Zona centrale di una citta’ serba. Arrivi in macchina e parcheggi. Su un cartello (multilingue) ti avvisano che la sosta e’ a pagamento. Se non sei pratico della situazione la tua mano va istintivamente nella tasca, dove cerchi monetine o banconote di piccolo taglio da infilare nella classica colonnina, monetine e piccole banconote che si rivelano in quantita’ non sufficiente per pagare neppure un’ora di sosta. Allora tiri fuori il tuo portafoglio e la tua carta di credito o di debito con chip – “forse questa la colonnina per il pagamento l’accetterà, pensi – ma ti assalgono i soliti dubbi sull’affidabilita’ dei pagamenti con denaro elettronico. Stai per rinunciare al parcheggio, quando vedi che il cartello non dice solo che la sosta e’ a pagamento: nella parte inferiore campeggia un’iconetta con un telefonino ed un numero da chiamare con il tuo telefonino.

 

Parcheggiare con il telefonino

Parcheggiare con il telefonino

 

 

Non sei pratico della cosa ma il primo passante cui chiedi spiegazioni ti rivela che con il tuo mobile puoi pagare la sosta. E’ semplice: puoi pagarla mandando un SMS al numero che e’ sul cartello senza uscire dalla macchina. Una volta inviato l’SMS te ne puoi andare per i fatti tuoi. Senza pendolare fra la macchina e la colonnina e viceversa, senza “esibire” nessun contrassegno dietro il parabrezza.

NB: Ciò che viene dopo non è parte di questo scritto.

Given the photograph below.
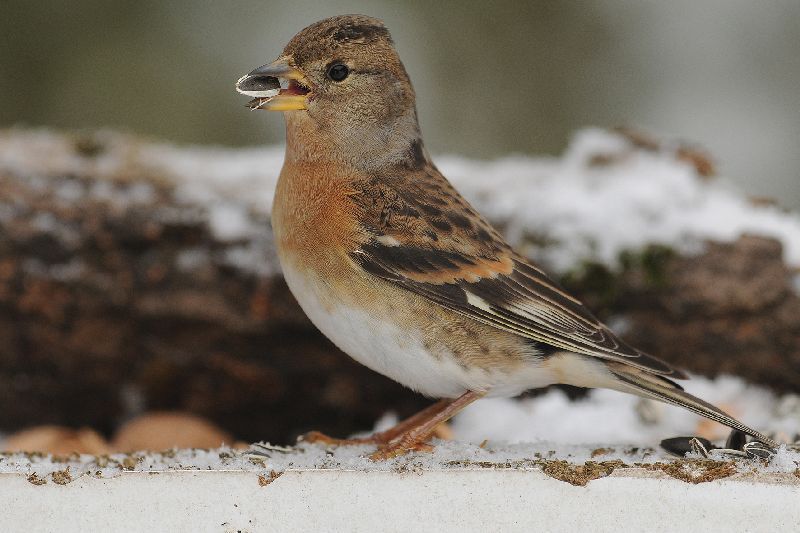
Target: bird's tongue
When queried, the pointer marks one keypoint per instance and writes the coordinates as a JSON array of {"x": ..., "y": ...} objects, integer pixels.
[
  {"x": 265, "y": 88},
  {"x": 293, "y": 89}
]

“E’ cosi’ da dieci anni” ti avverte il passante. Segui il consiglio e mandi l’SMS: devi solo scrivere il numero di targa, senza spazi bianchi. Poco prima dello scadere dell’ora ti arriva un SMS dalla societa’ che gestisce i parcheggi (una municipalizzata). Ovunque tu sia, senza tornare “sul luogo del delitto”, insomma dove hai parcheggiato, mandi un altro SMS con il numero di targa e cosi’ hai saldato il debito verso la societa’ che gestisce i parcheggi per un’altra ora.

   

 

In Serbia si paga il park con il telefonino

In Serbia si paga il park con il telefonino

  

 

La cosa puo’ andare avanti allo stesso modo per ore ed ore, e tu non dovrai alzarti dal luogo dove stai lavorando. A meno che tu non abbia parcheggiato in una zona dove il tempo massimo di sosta e’ limitato. In questo secondo caso, allo scadere del tempo massimo ti arriva un SMS per avvisarti che devi puramente e semplicemente rimuovere la macchina, altrimenti al posto tuo lo fara’ un carro attrrezzi che la portera’ in un remoto deposito, da dove potrai recuperarla pagando una penale da non ridere. Piu’ il connesso costo di una corsa in taxi per raggiungere il remoto deposito o l’umiliazione di chiedere aiuto a qualche anima buona che ti accompagni con la sua macchina.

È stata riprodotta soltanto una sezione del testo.